In any case, they were newly coiffured as they headed for their appointment with history. And the fame of subsequent events explains why, after a retirement spent in the family home, the chair will most likely end up in a museum.

As for the barbershop, it still stands on Castlewood Avenue and, although no longer in the original ownership, it’s still called Doran’s.

Indeed, by surviving this long, the business has made history of its own.

It was launched, four months before the Titanic, on January 2nd, 1912. And although 105 years seems relatively youthful by Dublin standards, those chroniclers of the city's social history, comeheretome.com, have declared it the oldest barbershop in town.

Speaking of towns, for much of its earlier life, Doran’s town would have been Rathmines. The shop is still in Rathmines now, of course, but that’s a mere suburb these days, whereas back then it would have a near-Catalonian sense of its own sovereignty.

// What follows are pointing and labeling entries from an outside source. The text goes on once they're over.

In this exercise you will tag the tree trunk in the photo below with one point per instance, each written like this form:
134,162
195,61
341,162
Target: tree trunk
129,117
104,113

When Doran’s previously featured in this newspaper, in 2002, the then-recently retired Jimmy, a son of the founder, made this point forcefully. He had been born above the shop in the same year the Pearses made their poignant visit. And nearly nine decades later, he was still declaring his independence from the municipal superpower.

“I’m not a Dubliner,” he insisted. “I’m a Rathmines man [...] Dublin didn’t come in here, to Rathmines, until 1930. Rathmines Urban District Council used make its own electricity until then.”

In like vein, Jimmy Doran differentiated between his mother (“a Rathmines woman“) and his father (“a city man”). He also mentioned the Pearse chair in passing (“My grandchildren sit on it to use their computers”). But having spent 68 years barbering, from 1930 to 1998, he was especially insightful about the ups and downs of that trade.

The Troubles of 1916-23 were not a major challenge, clearly: people still have to get their hair cut during revolutions. But 1960s pop culture was a disaster. “When the Beatles came in all the fellas kept their hair long,” he recalled. Hundreds of hairdressers went out of business as a result, but Doran’s were lucky: “We kept going and we came up again, by God.”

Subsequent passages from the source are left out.